Bibliyografya Yunanca kitap anlamına gelen biblion ve yazmak anlamına gelen graphein sözcüklerinin bir araya gelmesiyle türetilmiş bir sözcüktür. Bibliyografyaları belirli bir konuda veya muhtelif konularda yazılan eserler listesi olarak tanımlayabiliriz. Edebiyatımızda bibliyografya alanında yazılmış ilk önemli ve geniş çalışma Kâtip Çelebi'nin 17. yüzyılda yazmış olduğu Keşfü'z-Zunûn adlı eseridir. Yine 1935 yılından beri yayımlanan Türkiye Bibliyografyası Türkiyede basılan kitap dergi gazete rapor broşür ve harita gibi yayımların künyelerinin verildiği önemli bir millî bibliyografya olmuştur.
Bir konuda akademik bir çalışma yapmanın ilk şartı o konuyla ilgili daha önceden yapılmış çalışmaları tespit etmekle başlar. Bu sayede araştırmacı yapacağı çalışma ile ilgili eksik yerleri görür ve tekrara düşmekten kurtulur. Ayrıca bu durum araştırmacının zamanı etkin kullanmasına da son derece yardımcı olur. Bibliyografyaların bir diğer önemi de araştırmacıların bakış açısını zenginleştirmesi ve ufuk açıcı çalışmaları önüne sermesi olmuştur. Bu yolla hiç aklına gelmeyen bir konu araştırmacının dikkatini çeker ve haberdar olmasını sağlar. Yine çalışmaların eksik kalan yerlerini kaldığı yerden devam ettirebilme ve tamamlama fırsatı verir.
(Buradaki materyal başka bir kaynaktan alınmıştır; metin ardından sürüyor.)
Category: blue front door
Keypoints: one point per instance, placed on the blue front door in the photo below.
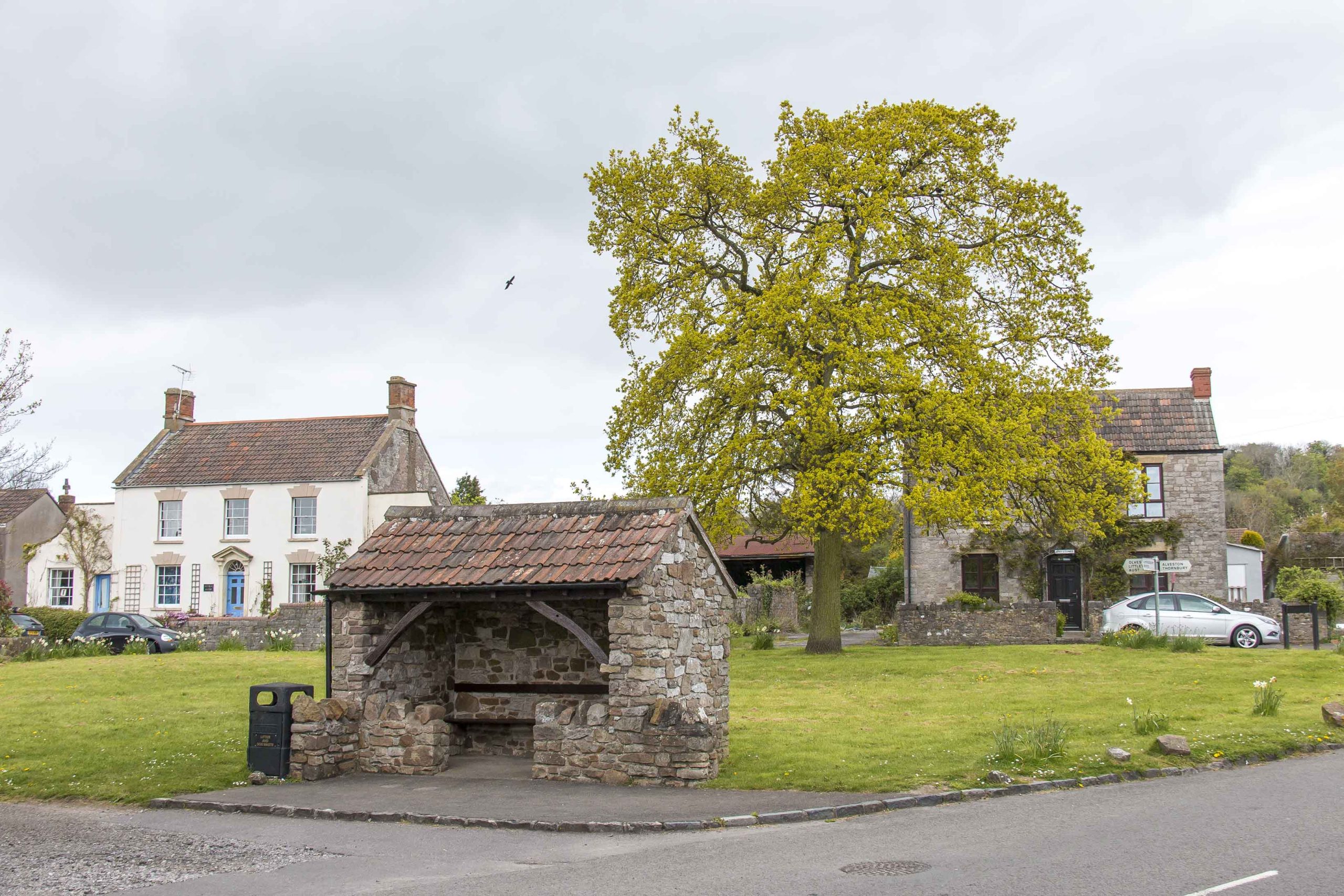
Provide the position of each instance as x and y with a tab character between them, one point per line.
234	592
101	593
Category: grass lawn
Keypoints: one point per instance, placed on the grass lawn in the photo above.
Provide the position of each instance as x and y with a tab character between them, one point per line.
133	727
130	729
901	718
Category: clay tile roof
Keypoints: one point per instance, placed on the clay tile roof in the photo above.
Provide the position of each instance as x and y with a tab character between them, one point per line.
1159	419
301	450
512	544
15	501
765	546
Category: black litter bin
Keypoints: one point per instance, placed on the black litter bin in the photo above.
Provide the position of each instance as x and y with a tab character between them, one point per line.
268	730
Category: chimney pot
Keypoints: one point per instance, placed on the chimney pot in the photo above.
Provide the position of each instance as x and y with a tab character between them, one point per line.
401	399
1199	381
179	407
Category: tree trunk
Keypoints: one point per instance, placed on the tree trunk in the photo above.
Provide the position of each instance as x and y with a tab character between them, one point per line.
824	632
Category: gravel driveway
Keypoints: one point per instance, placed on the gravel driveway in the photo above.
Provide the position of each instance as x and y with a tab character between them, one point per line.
58	851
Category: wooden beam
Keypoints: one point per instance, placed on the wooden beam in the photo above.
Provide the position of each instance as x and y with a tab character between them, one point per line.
397	630
560	618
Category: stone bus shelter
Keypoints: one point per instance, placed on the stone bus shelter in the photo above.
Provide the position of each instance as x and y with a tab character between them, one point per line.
589	636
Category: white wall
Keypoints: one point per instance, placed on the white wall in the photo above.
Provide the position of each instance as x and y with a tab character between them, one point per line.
53	555
342	513
1252	561
378	505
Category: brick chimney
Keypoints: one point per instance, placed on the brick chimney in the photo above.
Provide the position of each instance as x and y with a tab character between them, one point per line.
179	407
401	399
65	500
1199	381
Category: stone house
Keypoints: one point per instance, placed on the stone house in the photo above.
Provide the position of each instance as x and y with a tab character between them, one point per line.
27	516
589	638
210	512
1171	437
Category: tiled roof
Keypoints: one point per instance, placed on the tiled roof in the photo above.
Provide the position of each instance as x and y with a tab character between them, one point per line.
761	546
512	544
1162	419
304	450
15	501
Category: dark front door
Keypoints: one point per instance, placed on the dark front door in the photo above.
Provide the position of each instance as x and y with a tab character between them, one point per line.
1065	589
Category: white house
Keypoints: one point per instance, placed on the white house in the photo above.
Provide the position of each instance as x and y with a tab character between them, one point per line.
210	512
1244	573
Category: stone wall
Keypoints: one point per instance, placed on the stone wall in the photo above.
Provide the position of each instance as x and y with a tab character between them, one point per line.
925	624
1193	491
323	736
936	567
405	739
667	712
308	623
17	644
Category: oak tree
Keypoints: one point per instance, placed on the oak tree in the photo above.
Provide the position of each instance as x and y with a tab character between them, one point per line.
877	311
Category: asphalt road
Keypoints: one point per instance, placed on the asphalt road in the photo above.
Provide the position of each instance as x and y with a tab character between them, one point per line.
1174	836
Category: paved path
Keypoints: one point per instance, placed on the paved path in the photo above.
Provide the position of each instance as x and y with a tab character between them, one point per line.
1167	837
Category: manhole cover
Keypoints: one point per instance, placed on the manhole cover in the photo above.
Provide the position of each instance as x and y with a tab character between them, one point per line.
889	868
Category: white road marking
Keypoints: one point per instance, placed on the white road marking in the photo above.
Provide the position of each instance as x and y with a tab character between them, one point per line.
1237	883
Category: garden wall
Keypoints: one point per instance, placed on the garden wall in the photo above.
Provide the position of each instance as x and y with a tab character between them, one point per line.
308	623
933	624
15	645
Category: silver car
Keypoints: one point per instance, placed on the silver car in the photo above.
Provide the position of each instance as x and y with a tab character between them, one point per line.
1191	614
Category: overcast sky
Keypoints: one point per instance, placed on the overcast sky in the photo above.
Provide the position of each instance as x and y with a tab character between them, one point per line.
299	201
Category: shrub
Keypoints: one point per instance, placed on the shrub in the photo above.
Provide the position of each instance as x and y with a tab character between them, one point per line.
1266	698
1147	722
1297	585
279	640
882	592
764	641
1136	638
191	642
59	624
1186	644
967	601
35	652
232	642
1031	742
1253	539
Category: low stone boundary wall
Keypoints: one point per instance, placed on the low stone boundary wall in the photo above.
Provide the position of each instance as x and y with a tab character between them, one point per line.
941	625
15	645
308	623
402	738
323	738
663	743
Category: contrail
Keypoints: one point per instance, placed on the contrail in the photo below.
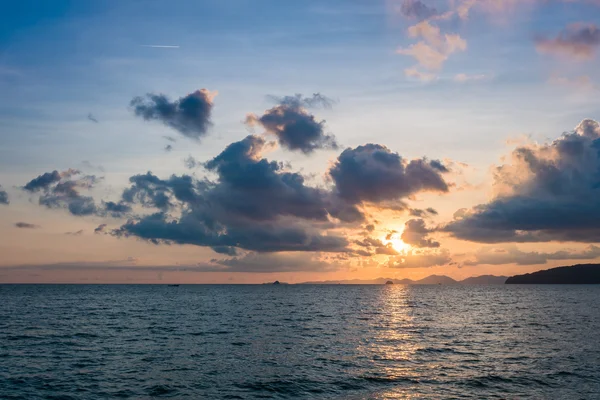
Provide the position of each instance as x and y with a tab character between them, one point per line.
160	46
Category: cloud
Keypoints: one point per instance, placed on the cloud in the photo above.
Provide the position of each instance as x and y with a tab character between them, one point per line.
420	75
579	82
373	173
464	78
272	262
116	210
292	124
578	41
415	212
415	234
62	190
547	192
43	181
374	246
420	259
254	205
191	163
3	196
432	52
25	225
417	9
189	115
512	255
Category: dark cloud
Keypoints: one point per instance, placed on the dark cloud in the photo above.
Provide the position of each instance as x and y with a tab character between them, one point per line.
191	163
228	250
3	196
373	173
294	127
420	259
189	115
265	263
25	225
415	212
66	194
549	192
116	210
254	205
578	40
374	246
512	255
63	190
43	181
417	9
415	233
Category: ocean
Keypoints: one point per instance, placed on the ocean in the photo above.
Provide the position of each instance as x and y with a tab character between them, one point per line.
299	342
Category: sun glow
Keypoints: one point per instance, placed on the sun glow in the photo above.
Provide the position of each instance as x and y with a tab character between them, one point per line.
394	239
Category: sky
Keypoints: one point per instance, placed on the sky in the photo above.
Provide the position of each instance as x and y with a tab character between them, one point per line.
250	141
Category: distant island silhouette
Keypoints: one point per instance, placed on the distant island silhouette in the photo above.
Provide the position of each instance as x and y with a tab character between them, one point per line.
576	274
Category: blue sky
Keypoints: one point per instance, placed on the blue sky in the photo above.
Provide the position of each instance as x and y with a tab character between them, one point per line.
62	60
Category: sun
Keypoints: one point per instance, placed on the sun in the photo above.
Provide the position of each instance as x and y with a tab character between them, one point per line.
398	244
394	239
Yaklaşık 15 yıldır Sinop'un dili tarihi ve kültürü üzerine çalışmalar yapmaktayım. Bu sebeple çalışma alanıma ait daha önce yazılmış eserlere ulaştım ve istifade ettim. Bana oldukça yol gösteren bu yayınların Sinop üzerine çalışan diğer araştırmacılara da fayda sağlayabileceğini düşündüm.